Content written by Rev. Micah James, CCA
One of the hardest things a church has to do, in its administrative care taking, is accurately projecting and communicating income (aka gifts) to the ministry. Being in the volatile world of non-profit income, most church’s major form of income is in the form of donations and gifts. While some communities shy away from a deep analytical look at giving trends, it can be widely beneficial when being transparent and open with your community about the financial needs of the church.
So where do you start?
- Do some digging – I would urge you to get as many years of giving data as you can. When analyzing giving trends for the first time, I encourage you to have 5 years of data. More would be a great, but can be overwhelming at the start. So try to dig up five years of information on the following: number of giving units, total dollars given by week or month, total expenditures by category by week or month, and special events/programs in that time period that would influence giving (Easter, Anniversary Sunday, etc.)
- Chart it Out – Start simple and do a week-to-week comparison of the data. This might take you a while to chart, so use a template to make it easy. (Get our template here) Be sure you are comparing apples to apples, such as in the church-world be sure you are comparing Sunday 1a to Sunday 1b, same Sunday different years.
- Look for Outliers – In every group there is going to be one that is way different from the others. Highlight it and go research the events surrounding that event. Did a new minister come or a tenured minister retire? Was there a weather event? Was there a special call to give or a special project doing fundraising? Sometimes history can tell you more about the data than the data can.
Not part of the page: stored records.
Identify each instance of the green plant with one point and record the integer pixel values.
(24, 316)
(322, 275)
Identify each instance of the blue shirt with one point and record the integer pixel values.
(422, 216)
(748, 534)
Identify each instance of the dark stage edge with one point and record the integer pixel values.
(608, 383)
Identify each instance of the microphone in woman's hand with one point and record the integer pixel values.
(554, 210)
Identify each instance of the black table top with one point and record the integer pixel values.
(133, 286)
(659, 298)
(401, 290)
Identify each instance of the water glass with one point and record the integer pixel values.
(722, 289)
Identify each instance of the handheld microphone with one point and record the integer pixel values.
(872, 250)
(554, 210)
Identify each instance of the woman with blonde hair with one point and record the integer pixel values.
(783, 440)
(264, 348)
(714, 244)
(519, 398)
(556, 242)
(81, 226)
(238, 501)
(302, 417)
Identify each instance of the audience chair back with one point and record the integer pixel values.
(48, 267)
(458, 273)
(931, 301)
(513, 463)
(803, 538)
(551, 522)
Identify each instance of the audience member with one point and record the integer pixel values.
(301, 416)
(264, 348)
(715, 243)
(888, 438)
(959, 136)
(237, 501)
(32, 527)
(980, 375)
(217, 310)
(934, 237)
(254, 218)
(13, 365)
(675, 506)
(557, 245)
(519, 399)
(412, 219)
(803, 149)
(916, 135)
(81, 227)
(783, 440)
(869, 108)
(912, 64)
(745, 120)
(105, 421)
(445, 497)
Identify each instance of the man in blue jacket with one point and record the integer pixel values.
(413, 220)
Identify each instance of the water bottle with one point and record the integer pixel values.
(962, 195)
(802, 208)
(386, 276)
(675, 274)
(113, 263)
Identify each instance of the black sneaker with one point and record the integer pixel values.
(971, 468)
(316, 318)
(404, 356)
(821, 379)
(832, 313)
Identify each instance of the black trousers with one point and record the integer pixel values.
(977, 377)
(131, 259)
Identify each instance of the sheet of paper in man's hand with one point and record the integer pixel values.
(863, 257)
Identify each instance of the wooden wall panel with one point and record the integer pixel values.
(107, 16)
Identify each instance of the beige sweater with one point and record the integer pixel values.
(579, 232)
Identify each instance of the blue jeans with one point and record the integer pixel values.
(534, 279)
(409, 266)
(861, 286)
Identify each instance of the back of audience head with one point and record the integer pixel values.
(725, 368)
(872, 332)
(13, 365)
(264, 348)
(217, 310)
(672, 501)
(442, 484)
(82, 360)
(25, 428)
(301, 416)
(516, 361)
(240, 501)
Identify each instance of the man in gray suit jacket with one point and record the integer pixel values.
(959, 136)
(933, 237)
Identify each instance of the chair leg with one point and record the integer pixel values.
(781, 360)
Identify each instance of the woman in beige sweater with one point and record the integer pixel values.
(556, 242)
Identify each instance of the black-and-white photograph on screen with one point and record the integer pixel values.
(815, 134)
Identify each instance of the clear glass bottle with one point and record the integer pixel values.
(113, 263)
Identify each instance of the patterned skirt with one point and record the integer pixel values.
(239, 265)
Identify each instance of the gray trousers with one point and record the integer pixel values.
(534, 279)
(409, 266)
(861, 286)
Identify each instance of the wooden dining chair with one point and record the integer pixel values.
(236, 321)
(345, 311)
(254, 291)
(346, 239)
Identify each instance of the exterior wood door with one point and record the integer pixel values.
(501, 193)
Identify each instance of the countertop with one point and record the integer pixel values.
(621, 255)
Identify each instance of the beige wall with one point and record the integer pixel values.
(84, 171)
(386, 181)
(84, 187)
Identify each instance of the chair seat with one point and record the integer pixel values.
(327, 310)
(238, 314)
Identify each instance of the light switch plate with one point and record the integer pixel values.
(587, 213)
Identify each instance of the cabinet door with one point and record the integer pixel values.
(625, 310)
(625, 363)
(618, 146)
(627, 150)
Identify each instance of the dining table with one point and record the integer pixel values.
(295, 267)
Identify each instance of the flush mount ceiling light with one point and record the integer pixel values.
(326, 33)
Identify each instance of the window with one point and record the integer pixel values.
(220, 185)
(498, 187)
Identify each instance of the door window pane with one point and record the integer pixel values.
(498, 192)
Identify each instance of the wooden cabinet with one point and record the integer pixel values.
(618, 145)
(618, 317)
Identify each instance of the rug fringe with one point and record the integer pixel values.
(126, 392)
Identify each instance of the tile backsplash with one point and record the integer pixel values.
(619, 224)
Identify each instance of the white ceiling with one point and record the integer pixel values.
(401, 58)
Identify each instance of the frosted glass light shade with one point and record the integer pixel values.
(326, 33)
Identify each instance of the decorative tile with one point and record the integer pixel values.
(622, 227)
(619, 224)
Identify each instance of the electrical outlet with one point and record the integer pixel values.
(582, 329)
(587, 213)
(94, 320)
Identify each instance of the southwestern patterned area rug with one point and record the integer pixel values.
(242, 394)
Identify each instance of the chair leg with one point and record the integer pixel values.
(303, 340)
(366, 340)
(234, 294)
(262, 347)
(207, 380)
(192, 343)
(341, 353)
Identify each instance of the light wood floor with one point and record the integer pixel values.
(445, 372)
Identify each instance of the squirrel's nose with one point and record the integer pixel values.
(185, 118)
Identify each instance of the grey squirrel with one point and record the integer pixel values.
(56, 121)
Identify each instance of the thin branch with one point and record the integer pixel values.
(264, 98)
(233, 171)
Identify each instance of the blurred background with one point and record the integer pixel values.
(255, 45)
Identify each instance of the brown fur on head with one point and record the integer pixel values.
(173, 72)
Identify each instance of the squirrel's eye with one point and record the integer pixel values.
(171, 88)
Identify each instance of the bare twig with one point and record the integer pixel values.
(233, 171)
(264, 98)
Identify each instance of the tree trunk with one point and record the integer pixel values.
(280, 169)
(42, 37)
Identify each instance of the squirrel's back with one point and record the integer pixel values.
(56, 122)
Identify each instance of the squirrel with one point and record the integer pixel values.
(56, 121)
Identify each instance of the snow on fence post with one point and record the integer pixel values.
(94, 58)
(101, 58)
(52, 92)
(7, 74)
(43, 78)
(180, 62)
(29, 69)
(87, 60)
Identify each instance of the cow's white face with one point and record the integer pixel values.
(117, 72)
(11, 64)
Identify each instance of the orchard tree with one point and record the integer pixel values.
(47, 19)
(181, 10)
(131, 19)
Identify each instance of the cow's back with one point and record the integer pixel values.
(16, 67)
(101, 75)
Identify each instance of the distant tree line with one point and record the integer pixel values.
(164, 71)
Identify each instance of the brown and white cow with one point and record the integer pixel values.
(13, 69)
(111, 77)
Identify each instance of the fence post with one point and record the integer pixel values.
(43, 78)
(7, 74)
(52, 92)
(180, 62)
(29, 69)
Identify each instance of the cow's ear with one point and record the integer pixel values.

- Trendy or not? – Now look for trends, simple trends. Sure you can do more in-depth analysis if you like, but do the big picture work first. Are there seasons where giving is always up? Are there seasons where giving is always down? What might you do or communicate differently during these times to be a better steward of the resources you have? If these trends happen regularly and consistently, how can you plan for them so that your ministry will be well sustained through these periods?
Analyzing giving trends is fruitful, when you do it consistently and with the eye of steward. Good luck and happy data crunching.